De tal forma que, de acuerdo con evidencias reportadas por múltiples estudios neurocientíficos, es posible determinar que el punto de partida es sólido: existe una relación entre ciertas estructuras, el funcionamiento cerebral, algunos genes y el comportamiento antisocial, por lo cual resulta preciso entender cómo los factores ambientales pueden regular su funcionamiento, especialmente desde el punto de vista epigenético, lo cual constituye un verdadero reto (Gallardo-Pujol, Forero, Maydeu-Olivares y Andrés-Pueyo, 2009). Cabe destacar que uno de los primeros científicos que implementó estudios aplicando técnicas de neuroimagen en delincuentes considerados violentos fue el psicólogo británico Adrian Raine (Ruiz, 2018).
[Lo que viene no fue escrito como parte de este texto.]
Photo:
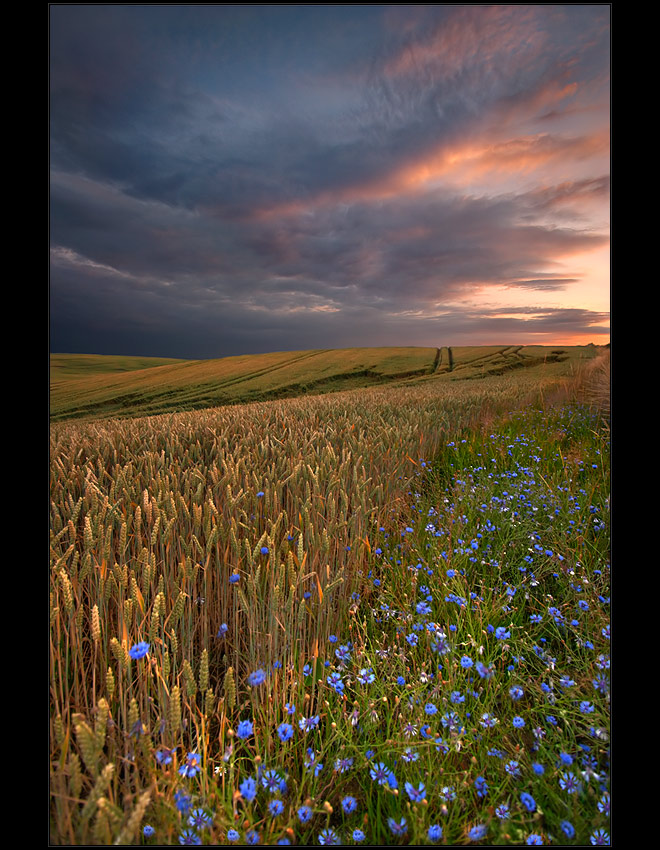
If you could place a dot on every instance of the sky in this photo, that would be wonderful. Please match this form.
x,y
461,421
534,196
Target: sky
x,y
243,179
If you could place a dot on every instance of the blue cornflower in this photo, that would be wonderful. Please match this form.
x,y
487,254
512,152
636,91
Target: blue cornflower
x,y
379,773
478,832
257,678
139,650
285,731
349,804
276,807
434,833
415,794
399,828
329,837
245,729
271,780
569,783
481,786
199,819
528,801
304,814
484,671
191,766
248,789
567,828
365,677
165,756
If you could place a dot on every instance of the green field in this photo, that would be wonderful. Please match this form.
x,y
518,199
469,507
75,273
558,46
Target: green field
x,y
98,387
368,617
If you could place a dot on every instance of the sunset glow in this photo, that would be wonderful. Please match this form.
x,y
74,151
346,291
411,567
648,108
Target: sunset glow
x,y
244,179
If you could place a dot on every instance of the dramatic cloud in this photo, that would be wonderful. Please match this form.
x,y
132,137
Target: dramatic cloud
x,y
235,179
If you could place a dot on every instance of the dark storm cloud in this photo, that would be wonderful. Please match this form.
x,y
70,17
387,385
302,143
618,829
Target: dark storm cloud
x,y
229,179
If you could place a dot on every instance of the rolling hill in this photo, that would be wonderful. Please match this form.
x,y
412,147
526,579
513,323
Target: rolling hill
x,y
99,387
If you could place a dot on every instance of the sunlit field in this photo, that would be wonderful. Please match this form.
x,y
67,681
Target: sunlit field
x,y
378,616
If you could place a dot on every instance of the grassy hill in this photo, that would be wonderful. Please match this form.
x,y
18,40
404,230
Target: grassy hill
x,y
99,387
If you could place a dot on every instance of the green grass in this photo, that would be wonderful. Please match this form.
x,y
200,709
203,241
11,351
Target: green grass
x,y
379,537
92,387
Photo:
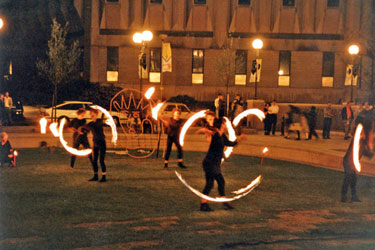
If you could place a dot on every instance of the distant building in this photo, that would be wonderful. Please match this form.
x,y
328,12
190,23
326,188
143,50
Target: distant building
x,y
304,57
En uno de sus trabajos analizó el estado actual de la investigación en neurocriminología, abordando sus implicaciones en la prevención, las penas y la predicción de comportamientos delictivos, concluyendo que la neurocriminología y la neurociencia en general, aún no se encuentran listas para realizar cambios inmediatos en el derecho penal, aunque considera valioso que los investigadores concentren sus esfuerzos en: a) el diseño e innovación de programas de prevención del delito con una base biológica; b) el mejoramiento de las técnicas de predicción de reincidencia, incluyendo predictores neurobiológicos y logrando una precisión socialmente aceptable; c) el análisis de los procesos cognitivos y afectivos en la determinación de la responsabilidad penal; d) la consideración de adoptar un concepto dimensional de responsabilidad atenuada; y e) el debate acerca de las implicaciones éticas de la investigación en neurocriminología (Glenn y Raine, 2014).
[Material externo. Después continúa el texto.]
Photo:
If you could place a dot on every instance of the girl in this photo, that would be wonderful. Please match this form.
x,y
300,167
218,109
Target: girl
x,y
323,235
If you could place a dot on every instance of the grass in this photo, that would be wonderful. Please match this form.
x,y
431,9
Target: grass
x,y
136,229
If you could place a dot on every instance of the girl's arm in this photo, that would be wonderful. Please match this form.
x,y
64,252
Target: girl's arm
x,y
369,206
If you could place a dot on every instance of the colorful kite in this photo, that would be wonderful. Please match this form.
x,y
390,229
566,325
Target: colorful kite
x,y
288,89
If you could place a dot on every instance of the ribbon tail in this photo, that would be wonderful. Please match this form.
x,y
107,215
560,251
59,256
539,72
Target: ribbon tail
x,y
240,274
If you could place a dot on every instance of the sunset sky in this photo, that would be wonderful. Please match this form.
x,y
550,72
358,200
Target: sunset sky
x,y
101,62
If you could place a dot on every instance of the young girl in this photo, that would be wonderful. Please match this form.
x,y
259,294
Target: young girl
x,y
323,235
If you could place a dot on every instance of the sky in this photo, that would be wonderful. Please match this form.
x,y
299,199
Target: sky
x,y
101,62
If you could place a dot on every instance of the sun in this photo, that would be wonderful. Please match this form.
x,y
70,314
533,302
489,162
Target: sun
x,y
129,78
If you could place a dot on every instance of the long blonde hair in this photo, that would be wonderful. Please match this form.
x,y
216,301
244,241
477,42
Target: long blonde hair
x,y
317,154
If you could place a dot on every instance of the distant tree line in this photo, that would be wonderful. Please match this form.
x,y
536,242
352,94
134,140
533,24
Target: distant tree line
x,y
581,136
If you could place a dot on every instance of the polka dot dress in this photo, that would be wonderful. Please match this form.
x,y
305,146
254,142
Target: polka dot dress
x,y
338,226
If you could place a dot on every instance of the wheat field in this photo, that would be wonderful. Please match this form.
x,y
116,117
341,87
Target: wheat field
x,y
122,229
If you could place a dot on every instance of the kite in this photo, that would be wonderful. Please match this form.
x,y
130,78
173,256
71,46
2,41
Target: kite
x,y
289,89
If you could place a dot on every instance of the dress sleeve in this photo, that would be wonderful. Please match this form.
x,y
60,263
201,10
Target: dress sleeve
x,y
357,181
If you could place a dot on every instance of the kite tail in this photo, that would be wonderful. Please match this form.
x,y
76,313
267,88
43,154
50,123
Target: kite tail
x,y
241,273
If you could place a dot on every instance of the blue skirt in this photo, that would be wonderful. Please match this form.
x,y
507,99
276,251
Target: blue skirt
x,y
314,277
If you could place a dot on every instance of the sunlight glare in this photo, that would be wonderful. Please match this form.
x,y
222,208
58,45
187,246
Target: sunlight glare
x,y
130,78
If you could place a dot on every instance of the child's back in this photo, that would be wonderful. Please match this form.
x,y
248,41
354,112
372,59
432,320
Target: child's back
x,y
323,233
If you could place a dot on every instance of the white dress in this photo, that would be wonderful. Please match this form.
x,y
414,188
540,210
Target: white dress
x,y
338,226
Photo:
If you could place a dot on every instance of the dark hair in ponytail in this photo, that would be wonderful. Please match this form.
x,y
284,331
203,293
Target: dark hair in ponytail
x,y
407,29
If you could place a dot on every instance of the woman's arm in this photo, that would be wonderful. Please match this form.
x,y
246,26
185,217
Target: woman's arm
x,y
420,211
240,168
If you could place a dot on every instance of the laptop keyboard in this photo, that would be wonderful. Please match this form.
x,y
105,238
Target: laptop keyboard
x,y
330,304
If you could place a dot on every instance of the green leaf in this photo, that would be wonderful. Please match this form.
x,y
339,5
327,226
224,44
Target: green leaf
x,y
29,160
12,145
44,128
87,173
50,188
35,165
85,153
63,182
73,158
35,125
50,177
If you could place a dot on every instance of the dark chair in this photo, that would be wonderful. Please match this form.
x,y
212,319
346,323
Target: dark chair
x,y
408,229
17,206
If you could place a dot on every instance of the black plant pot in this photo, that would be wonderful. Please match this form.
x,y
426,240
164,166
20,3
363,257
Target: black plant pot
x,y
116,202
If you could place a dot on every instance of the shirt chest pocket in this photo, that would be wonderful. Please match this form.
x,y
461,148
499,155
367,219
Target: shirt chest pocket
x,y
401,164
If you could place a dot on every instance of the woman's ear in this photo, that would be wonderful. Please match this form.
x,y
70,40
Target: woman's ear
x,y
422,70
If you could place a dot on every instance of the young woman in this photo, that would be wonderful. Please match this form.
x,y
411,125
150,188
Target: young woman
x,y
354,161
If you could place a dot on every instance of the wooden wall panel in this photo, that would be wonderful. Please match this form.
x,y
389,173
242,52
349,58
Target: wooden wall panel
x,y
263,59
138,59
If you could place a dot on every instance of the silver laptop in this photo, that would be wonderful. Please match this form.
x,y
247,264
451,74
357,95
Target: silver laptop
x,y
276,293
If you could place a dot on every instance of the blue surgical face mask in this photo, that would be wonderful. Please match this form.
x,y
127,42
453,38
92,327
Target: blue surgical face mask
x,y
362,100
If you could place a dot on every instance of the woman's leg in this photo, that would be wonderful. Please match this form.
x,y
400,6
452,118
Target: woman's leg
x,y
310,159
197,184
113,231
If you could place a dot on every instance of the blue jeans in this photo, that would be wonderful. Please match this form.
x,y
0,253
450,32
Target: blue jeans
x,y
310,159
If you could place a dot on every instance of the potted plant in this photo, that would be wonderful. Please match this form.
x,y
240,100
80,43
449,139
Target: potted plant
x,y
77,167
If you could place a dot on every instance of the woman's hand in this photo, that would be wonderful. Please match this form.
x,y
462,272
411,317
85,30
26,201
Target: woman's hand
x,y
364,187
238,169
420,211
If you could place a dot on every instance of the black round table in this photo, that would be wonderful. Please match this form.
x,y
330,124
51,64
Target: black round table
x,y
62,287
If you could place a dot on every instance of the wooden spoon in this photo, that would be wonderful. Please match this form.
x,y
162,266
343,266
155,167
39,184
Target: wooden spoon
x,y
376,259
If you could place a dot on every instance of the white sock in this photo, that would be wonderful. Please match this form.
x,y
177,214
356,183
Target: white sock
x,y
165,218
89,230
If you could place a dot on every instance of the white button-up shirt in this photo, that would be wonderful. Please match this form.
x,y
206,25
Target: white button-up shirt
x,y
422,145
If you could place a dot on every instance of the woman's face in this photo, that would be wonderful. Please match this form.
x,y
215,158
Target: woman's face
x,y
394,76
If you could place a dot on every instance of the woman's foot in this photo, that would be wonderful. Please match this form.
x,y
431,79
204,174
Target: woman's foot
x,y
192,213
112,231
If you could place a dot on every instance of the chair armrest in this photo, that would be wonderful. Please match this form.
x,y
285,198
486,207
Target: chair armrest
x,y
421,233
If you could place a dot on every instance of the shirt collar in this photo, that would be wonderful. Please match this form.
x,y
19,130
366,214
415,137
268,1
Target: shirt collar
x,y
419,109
En resumen, lo expuesto anteriormente supone un gran reto para la neurocriminología; el conocimiento de los factores psicobiológicos relacionados con la conducta violenta y sus múltiples aplicaciones, que van desde el establecimiento de diagnósticos apropiados que ayuden a determinar las opciones de tratamiento más adecuadas hasta su aplicación en la evaluación de riesgo de violencia y la predicción de reincidencia delictiva, representan un gran progreso en la prevención y el tratamiento de dicha problemática social (Moya, 2015), pues avanzar hacia una teoría biosocial o neurocriminología enriquecerá la comprensión de la conducta violenta o delictiva (Vaske, Galyean y Cullen, 2011).